Crans Montana, la notizia dall’ospedale su uno dei ragazzi in coma: scena straziante!

«Iniziamo a intravedere una luce in fondo al tunnel, ma con enorme prudenza», racconta il padre Umberto. Il tono è misurato, perché i genitori sanno bene che il decorso dei feriti non segue mai una linea retta. Eppure, dopo due giorni fuori dalla terapia intensiva, si concedono un cauto ottimismo. Il momento più emozionante è stato poter finalmente parlare con il figlio, anche se per farlo hanno dovuto avvicinare l’orecchio alla sua bocca. Manfredi parla piano, bisbiglia, ma quelle parole, poche, fragili, hanno avuto un effetto potente su tutti: familiari e medici. «Dove sono i miei amici?», ha chiesto più volte. Degli istanti più drammatici della festa finita in tragedia non ha memoria, e per ora nessuno glieli racconterà.

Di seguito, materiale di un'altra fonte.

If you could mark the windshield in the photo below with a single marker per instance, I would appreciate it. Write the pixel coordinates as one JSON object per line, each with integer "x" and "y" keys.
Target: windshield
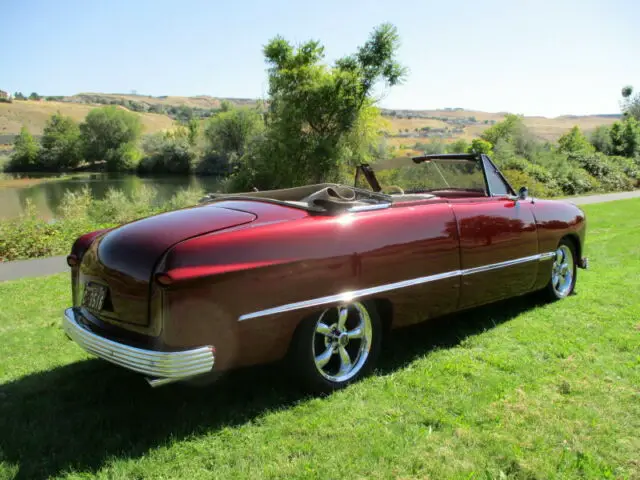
{"x": 432, "y": 175}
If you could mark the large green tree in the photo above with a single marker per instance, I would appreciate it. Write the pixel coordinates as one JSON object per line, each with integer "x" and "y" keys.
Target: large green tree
{"x": 61, "y": 143}
{"x": 625, "y": 137}
{"x": 110, "y": 134}
{"x": 26, "y": 152}
{"x": 315, "y": 110}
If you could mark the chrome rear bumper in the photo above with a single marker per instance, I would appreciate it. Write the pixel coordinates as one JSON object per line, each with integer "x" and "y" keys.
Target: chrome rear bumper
{"x": 163, "y": 367}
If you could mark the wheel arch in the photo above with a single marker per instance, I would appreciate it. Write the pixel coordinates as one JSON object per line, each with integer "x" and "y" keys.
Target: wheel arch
{"x": 575, "y": 241}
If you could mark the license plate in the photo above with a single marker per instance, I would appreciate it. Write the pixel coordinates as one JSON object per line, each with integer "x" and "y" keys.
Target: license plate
{"x": 94, "y": 295}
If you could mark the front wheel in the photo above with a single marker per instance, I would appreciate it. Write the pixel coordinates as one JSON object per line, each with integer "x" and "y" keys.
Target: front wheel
{"x": 337, "y": 347}
{"x": 563, "y": 271}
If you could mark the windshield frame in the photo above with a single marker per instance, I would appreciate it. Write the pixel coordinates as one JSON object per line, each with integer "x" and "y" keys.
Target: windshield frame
{"x": 367, "y": 171}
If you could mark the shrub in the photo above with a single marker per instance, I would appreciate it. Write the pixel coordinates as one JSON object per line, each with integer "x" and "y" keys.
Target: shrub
{"x": 185, "y": 198}
{"x": 110, "y": 133}
{"x": 26, "y": 153}
{"x": 578, "y": 181}
{"x": 61, "y": 143}
{"x": 168, "y": 155}
{"x": 117, "y": 208}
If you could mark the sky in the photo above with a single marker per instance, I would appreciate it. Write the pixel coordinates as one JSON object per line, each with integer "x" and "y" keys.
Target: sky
{"x": 544, "y": 57}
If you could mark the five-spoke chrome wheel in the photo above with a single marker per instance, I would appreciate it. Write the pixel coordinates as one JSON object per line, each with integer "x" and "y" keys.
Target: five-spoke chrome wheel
{"x": 342, "y": 341}
{"x": 563, "y": 271}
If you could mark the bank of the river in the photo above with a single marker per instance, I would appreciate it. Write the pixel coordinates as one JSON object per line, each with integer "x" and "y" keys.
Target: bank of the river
{"x": 26, "y": 181}
{"x": 46, "y": 191}
{"x": 32, "y": 236}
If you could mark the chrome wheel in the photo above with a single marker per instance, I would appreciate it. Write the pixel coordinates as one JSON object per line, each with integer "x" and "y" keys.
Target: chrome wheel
{"x": 563, "y": 271}
{"x": 342, "y": 341}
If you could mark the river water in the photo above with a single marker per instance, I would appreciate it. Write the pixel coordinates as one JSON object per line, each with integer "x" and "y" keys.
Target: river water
{"x": 48, "y": 195}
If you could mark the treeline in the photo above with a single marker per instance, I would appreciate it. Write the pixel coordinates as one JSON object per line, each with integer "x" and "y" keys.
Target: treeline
{"x": 318, "y": 121}
{"x": 110, "y": 139}
{"x": 608, "y": 160}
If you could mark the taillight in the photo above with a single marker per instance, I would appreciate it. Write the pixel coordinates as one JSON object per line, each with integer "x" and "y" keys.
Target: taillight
{"x": 72, "y": 260}
{"x": 164, "y": 279}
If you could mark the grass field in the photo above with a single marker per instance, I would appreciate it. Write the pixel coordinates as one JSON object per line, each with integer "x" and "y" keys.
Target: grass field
{"x": 519, "y": 389}
{"x": 34, "y": 115}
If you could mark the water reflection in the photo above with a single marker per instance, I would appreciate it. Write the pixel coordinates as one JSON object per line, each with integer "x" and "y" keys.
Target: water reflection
{"x": 47, "y": 196}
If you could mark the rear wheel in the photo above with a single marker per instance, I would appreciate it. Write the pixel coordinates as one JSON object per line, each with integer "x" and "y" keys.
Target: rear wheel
{"x": 337, "y": 347}
{"x": 563, "y": 272}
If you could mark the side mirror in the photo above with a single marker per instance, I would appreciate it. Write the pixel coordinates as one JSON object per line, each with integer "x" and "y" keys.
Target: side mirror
{"x": 523, "y": 193}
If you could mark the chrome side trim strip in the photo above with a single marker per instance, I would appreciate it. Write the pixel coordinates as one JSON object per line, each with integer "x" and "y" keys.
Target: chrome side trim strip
{"x": 367, "y": 208}
{"x": 494, "y": 266}
{"x": 547, "y": 256}
{"x": 349, "y": 296}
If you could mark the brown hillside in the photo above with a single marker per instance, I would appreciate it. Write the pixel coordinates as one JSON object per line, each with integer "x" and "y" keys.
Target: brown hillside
{"x": 34, "y": 114}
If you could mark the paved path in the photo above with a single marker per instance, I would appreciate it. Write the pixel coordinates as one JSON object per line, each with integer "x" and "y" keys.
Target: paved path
{"x": 48, "y": 266}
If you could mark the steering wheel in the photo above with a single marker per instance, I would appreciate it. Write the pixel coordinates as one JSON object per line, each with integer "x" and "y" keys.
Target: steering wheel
{"x": 397, "y": 188}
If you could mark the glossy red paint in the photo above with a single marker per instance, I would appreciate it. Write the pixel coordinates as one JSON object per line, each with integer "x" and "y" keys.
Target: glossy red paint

Scala interna del locale di Crans-Montana coinvolto nell’incendio

Il pensiero fisso della gita con i compagni

La prima domanda, però, non è stata sull’incidente. Manfredi ha chiesto dei compagni di classe. Ricordava che proprio in quei giorni gli studenti del liceo Chateaubriand di Roma, che frequentano i corsi di italiano, erano a Milano per una gita scolastica sui luoghi manzoniani. Lui voleva esserci, partecipare al tour, condividere quell’esperienza. Alla fine, sono stati proprio i suoi amici ad avvicinarsi a lui. Trovandosi già a Milano per la gita, hanno incontrato i genitori di Manfredi per portare sostegno, lasciare messaggi, consegnare pensieri scritti per lui. Un gesto semplice ma carico di significato, che ha colpito profondamente la famiglia.

Le prime frasi del ragazzo, racconta il padre, sono ancora confuse, spezzate. Ma fanno sperare. «Ci ha chiesto anche dei nonni e di suo fratello», dice Umberto. Parole normali, quotidiane. Proprio per questo, straordinarie.